Setelah kami bertiga sudah membayar tarif angkutan umumnya. Tak lama setelah itu, kami bertiga pun tertidur secara perlahan-lahan.
****
Satu per satu penumpang dari angkutan umum yang kami masuki, kini sudah pergi. Tinggal lah kami bertiga yang masih keadaan tertidur pulas. Dengan tersisanya kami bertiga didalam angkutan umum, supir angkutan umum pun memberhentikan angkutan umumnya untuk menanyakan tujuan akhir kami.
TEK!! TEK!! TEK!!
"Woiii!! Bangun lu pada!!" teriak supir angkutan umum sembari membangunkan kami dengan ketukan di besi pembatas supir.
"Hem??" ucap kami bertiga yang masih keadaan belum sadarkan diri dari tidur pulas.
"Kalian bertiga ini mau tujuannya kemana?" tanya supir angkutan umum, yang menanyakan kemana tujuan akhir kami.
"Kami mau perumahan Joyo Sentoso pak," ucap Rusya sedikit mengantuk sembari mengusapkan matanya.
"Hoaamm!" Aku dan Alvan yang menguap karena kantuk.
"Oh... perumahan Joyo Sentoso. Oke deh!" ucap supir angkutan umum seraya memindahkan posisinya menghadap kedepan.
"Makasih banyak, Pak." Rusya berucap terima kasih kepada supir angkutan umum, karena sudah dibangunkan dari tidur.
"Iya sama-sama neng." Ucap supir angkutan umum seraya menyalakan mesin angkutan umumnya.
BRRRMM!!
BRUM!!! RUMM!!!
Seusai supir angkutan umum membangunkan kami bertiga, sekaligus menanyakan tujuan akhir kami. Kini angkutan umum pun berangkat kembali.
---Beberapa menit kemudian---
Selang beberapa menit kemudian, tibalah angkutan umum kami di tempat tujuan kami, yaitu di perumahan Joyo Sentoso. Melihat sudah sampai di perumahan kami, sontak kami bertiga langsung turun dan berjalan masuk kedalam perumahan.
Ketika ditengah perjalanan menuju ke persimpangan blok perumahan, kami bertiga cuman berdiam diri saja.
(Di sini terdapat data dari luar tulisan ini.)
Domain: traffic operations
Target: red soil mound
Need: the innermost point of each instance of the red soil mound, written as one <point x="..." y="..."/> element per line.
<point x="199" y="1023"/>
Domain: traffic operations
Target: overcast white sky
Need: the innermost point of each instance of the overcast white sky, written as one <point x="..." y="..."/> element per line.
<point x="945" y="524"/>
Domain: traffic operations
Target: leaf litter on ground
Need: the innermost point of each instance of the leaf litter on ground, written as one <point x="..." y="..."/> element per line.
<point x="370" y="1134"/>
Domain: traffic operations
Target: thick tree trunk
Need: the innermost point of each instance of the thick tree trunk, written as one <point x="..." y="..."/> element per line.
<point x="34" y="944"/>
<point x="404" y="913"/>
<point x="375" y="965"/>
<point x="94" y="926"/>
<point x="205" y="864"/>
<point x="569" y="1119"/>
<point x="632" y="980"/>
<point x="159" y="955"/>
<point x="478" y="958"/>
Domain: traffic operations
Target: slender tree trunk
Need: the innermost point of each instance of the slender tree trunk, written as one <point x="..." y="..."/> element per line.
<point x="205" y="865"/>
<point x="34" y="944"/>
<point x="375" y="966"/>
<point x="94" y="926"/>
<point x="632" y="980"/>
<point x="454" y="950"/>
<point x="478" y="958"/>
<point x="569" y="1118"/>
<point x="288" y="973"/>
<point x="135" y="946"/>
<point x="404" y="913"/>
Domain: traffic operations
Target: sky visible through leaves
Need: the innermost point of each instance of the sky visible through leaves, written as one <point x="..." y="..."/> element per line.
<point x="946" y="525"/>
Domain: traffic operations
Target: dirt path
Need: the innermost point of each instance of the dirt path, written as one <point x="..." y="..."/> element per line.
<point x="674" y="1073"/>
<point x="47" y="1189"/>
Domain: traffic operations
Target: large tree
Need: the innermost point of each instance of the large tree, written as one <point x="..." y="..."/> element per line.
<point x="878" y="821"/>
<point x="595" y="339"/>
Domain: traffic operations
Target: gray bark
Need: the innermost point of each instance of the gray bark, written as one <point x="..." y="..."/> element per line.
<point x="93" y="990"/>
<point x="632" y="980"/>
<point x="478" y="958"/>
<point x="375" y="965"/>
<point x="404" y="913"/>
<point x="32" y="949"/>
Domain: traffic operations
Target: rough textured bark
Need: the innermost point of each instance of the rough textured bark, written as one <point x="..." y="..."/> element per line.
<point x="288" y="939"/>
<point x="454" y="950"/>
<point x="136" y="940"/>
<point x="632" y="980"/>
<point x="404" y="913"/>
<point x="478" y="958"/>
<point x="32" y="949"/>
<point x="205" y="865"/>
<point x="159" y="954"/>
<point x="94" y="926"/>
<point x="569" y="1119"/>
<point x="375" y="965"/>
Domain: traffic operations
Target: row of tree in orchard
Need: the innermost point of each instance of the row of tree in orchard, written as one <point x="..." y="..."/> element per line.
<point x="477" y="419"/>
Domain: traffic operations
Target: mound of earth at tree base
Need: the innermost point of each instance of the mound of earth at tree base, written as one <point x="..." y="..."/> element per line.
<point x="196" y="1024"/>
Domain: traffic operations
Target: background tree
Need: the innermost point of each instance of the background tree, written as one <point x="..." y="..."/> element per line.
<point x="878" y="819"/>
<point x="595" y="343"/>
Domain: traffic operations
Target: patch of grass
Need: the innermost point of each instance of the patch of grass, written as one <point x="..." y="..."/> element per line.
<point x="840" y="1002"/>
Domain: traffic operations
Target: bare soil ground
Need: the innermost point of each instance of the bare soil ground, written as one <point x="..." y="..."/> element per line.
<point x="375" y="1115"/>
Tidak mengobrol satu sama lainnya. Yah… emang sih, semuanya pada kecapekan dalam aktivitas sekolahan. Jadinya, aku maklumin hal itu. Karena aku pun merasakan apa yang mereka rasakan. Capeknya kayak gimana, penat dalam perjalanan menuju pulang kerumah kayak gimana, dan masih banyak lagi kepenatan dan kelelahan dalam aktivitas sekolah.
Sesampainya kami dipersimpangan blok perumahan. Akhirnya, kami bertiga pun berpisah.
"Wan, kita pamit dulu ya." Ucap Alvan yang berpamitan denganku.
"Oke deh, Van. Sampai ketemu lagi ya!" ucap ku sembari melambaikan tanganku kepada Alvan.
"Iya Wan, Hati-hati ya kamunya!" Ucap Alvan sembari membalas lambaian tanganku.
"Iya Van, kamu juga!" balas ku kepada Alvan.
"Mari!" Ucap Rusya yang pamit kepada ku.
"Iya Rus, Mari juga!" balas pamitku kepada Rusya.
Sehabis kami bertiga berpamitan, akhirnya kami bertiga pun menuju kerumah masing-masing.